Kambing yang Mabuk dan Seorang Gembala yang Resah
Legenda paling populer tentang asal-usul kopi berasal dari dataran tinggi Kaffa di Ethiopia, sekitar abad ke-9. Seorang penggembala kambing bernama Kaldi memperhatikan bahwa kambing-kambingnya menari-nari dengan energi aneh setelah memakan buah merah dari semak-semak tertentu. Alih-alih panik, Kaldi penasaran. Ia pun mencoba sendiri buah tersebut dan mendapati tubuhnya lebih segar, pikirannya lebih waspada. Jika legenda ini benar, maka sejarah minuman berkafein dimulai bukan di laboratorium atau istana, tapi dari sekelompok kambing high di perbukitan Afrika.
Namun, legenda bukan dokumen hukum.

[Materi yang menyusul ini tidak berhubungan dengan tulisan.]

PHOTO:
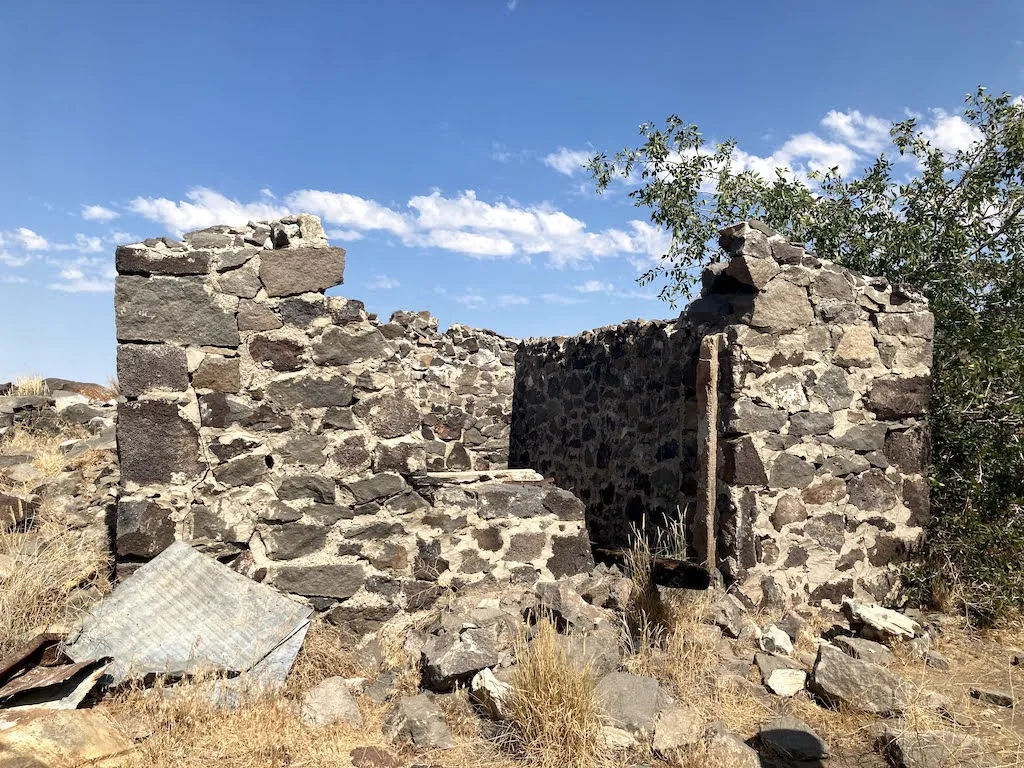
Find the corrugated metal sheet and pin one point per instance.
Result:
(183, 613)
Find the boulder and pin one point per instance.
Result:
(781, 676)
(866, 650)
(175, 309)
(630, 701)
(791, 738)
(296, 270)
(157, 443)
(840, 679)
(726, 749)
(453, 657)
(329, 702)
(781, 306)
(676, 728)
(489, 693)
(883, 622)
(418, 720)
(905, 748)
(728, 614)
(145, 368)
(774, 640)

Catatan tertulis pertama tentang penggunaan kopi sebagai minuman baru muncul di Yaman sekitar abad ke-15, di kalangan sufi yang menggunakan kopi untuk tetap terjaga sepanjang malam saat berdzikir. Di sinilah kopi memperoleh dimensi spiritual sekaligus revolusioner—ia bukan hanya membuat tubuh tetap bangun, tapi juga menjaga kesadaran tetap menyala.
Kopi dan Dunia Islam: Mabuk Tanpa Alkohol
Dari Yaman, kopi menyebar cepat ke dunia Islam. Mekkah, Kairo, Baghdad, Damaskus, hingga Istanbul menjadi pusat peradaban kopi. Warung kopi atau qahveh khaneh muncul dan segera menjadi ruang diskusi politik, puisi, dan filsafat. Ini mencemaskan para penguasa.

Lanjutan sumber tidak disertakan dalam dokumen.